Katja washed her face and patted it dry. She turned from the basin and leaned against it, watching Yasmin finish with the tub. When the taps were turned off, Katja spoke again. “What is he after us for, Yas?”
“You,” Yasmin said. “He's not after me. It's you. How'd that headlamp get busted?”
“I didn't know it was broken,” Katja said. “I haven't looked … Yas, how often do you look at the front of the car? Did you know it was broken before he pointed it out to you? No? It could have been broken for weeks. How badly is it broken? Do the lights still work? Someone probably reversed into it in the car park. Or in the street.”
True, Yasmin thought. But wasn't there something too quick, too anxious to be believed about Katja's words? And why didn't she ask which headlamp? Wouldn't it be logical for her to want to know which of the headlamps it was?
Katja added, “It could have happened when you were driving it, since neither one of us knew it was broken.”
“Yeah,??
? Yasmin admitted. “I see that.”
“Then—”
“He wanted to know where you were. He went to where you work and he asked about you.”
“So he says. But if he really talked to them, and if they really told him I'd missed four days, why did he give that information only to you and not to me as well? I was standing there, right in the room with the two of you.

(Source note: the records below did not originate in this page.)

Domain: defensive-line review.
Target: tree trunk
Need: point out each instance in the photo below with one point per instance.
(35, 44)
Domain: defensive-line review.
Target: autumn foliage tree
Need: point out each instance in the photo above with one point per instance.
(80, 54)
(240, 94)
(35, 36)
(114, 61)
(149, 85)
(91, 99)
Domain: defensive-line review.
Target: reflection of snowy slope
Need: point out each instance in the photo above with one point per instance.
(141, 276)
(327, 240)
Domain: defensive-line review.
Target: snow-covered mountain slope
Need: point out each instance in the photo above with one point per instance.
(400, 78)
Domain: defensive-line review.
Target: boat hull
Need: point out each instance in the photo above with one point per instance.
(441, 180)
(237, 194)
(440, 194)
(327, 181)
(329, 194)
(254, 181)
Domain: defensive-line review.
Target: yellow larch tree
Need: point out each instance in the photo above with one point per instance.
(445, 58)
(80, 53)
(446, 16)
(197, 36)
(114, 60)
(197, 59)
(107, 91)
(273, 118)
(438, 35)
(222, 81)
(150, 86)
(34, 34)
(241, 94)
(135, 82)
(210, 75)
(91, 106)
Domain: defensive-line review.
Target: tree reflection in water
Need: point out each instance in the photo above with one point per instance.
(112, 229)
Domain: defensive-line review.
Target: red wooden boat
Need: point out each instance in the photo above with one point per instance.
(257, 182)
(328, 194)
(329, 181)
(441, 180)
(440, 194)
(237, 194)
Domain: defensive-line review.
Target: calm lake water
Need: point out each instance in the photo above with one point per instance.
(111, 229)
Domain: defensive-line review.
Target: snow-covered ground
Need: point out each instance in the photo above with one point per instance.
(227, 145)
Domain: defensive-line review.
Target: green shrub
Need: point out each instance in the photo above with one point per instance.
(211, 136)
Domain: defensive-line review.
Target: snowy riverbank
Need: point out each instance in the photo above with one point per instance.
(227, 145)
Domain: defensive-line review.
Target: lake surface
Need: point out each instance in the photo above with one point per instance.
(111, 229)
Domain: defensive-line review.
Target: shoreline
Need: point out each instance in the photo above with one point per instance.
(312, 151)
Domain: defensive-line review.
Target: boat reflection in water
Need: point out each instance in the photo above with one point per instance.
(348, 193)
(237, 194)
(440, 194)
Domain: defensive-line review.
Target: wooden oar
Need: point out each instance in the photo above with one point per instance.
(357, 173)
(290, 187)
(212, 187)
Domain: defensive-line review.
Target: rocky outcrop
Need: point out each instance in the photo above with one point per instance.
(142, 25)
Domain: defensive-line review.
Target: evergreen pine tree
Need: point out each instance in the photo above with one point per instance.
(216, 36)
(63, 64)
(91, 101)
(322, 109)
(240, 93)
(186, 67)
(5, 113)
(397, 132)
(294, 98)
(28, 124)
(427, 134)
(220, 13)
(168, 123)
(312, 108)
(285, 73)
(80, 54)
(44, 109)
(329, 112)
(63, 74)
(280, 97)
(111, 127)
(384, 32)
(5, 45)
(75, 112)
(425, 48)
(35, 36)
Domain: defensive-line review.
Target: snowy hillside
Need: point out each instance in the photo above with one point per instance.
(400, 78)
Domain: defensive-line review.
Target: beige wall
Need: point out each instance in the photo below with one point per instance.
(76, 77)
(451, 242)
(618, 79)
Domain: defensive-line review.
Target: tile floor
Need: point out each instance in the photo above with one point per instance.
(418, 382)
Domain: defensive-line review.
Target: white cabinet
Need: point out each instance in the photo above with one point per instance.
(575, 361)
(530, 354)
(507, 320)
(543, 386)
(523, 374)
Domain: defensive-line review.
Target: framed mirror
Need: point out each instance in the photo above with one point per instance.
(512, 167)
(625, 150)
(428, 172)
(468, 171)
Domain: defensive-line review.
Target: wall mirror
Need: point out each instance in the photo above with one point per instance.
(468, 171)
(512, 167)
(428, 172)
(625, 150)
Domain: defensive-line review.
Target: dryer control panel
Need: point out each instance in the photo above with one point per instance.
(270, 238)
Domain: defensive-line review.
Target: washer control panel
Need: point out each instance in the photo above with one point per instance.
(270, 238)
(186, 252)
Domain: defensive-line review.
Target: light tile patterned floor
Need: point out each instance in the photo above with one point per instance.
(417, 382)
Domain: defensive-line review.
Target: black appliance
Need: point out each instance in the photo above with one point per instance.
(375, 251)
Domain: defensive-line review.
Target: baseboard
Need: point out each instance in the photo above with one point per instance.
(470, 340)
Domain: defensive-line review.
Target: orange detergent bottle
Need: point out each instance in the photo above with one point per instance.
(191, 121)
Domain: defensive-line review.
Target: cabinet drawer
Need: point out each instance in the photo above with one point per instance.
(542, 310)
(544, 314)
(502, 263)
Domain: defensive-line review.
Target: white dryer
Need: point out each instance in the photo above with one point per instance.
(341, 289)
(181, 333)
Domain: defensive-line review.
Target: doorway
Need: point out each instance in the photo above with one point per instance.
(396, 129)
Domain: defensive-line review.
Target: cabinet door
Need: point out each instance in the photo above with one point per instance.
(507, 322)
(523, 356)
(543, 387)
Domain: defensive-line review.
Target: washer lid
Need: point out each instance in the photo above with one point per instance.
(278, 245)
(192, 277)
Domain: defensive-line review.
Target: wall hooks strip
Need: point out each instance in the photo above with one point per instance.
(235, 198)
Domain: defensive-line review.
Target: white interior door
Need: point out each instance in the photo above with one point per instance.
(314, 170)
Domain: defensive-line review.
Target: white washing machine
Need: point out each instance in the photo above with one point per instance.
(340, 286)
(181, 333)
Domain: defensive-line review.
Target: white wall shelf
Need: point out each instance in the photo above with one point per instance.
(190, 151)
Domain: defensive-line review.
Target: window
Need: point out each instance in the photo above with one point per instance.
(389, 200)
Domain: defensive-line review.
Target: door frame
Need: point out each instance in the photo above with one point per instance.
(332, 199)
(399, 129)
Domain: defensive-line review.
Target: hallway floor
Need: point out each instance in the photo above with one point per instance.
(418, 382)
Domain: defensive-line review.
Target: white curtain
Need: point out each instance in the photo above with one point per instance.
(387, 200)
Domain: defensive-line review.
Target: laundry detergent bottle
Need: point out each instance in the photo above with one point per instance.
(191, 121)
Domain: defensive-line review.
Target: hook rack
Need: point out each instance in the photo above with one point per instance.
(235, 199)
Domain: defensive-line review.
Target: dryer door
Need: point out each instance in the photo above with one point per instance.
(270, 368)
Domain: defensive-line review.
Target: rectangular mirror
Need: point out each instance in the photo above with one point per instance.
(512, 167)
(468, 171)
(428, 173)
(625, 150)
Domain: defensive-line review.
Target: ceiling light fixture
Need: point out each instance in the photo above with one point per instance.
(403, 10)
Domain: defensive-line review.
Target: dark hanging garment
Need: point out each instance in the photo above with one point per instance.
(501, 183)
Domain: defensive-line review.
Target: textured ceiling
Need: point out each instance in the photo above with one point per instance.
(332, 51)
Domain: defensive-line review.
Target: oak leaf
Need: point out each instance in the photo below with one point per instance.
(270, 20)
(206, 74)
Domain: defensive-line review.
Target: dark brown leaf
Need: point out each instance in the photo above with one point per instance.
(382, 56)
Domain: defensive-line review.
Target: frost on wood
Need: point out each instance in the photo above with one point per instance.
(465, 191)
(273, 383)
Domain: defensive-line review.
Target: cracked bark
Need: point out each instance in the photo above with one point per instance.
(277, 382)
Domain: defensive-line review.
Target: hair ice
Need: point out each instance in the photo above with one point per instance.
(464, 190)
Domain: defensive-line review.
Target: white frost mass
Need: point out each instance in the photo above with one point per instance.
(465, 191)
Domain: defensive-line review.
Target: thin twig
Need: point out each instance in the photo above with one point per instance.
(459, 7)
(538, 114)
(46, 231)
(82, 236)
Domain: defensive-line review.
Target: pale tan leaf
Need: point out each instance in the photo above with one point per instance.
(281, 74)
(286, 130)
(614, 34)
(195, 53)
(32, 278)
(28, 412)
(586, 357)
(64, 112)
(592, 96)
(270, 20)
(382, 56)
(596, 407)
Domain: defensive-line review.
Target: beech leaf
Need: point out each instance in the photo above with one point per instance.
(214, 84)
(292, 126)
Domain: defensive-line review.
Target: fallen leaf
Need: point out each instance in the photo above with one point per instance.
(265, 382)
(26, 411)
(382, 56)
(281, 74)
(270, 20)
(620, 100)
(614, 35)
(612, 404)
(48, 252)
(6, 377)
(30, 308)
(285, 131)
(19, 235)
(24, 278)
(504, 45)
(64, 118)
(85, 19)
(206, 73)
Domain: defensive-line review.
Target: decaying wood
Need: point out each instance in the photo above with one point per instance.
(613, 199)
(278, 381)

Why did he not ask me for my excuse? Think about that.”
Yasmin did so. And she saw that what Katja was pointing out did bear weight. The detective constable hadn't asked Katja about her absences from work when the three of them were in the sitting room together. Instead, he'd confided the information in Yasmin, just exactly like they were long-lost mates.
“You know what that means,” Katja said. “He wants to tear us apart because it'll serve his purposes. And if he manages to do it—to tear us apart—he won't waste much effort putting us back together. Even if he gets what he wants … whatever it is.”
“He's investigating something,” Yasmin said. “Or someone. So …” She took a breath that was deep, that hurt. “'S there something you're not telling me, Katja? Something you hiding from me?”
“This is just how it works,” Katja said. “This is just exactly how he wants it to work.”
“But you're not answering, are you?”
“Because I've nothing to say. Because I have nothing to hide from you or from anyone else.”
Her eyes held Yasmin's. Her voice was firm. And they both made promises, those eyes and that voice. They also reminded Yasmin of the history between them, the solace that had been offered by one and grasped by the other, and what had finally grown from that solace to sustain them both. But nothing from the heart was indestructible. Experience had taught Yasmin Edwards that. She said, “Katja, you'd say if …”
“If what?”
“If …”
Katja knelt on the floor next to the bathtub, next to Yasmin. Gently, she ran her fingers round the curve of Yasmin's ear. “You waited five years for me to get out,” she said. “There is no if, Yas.”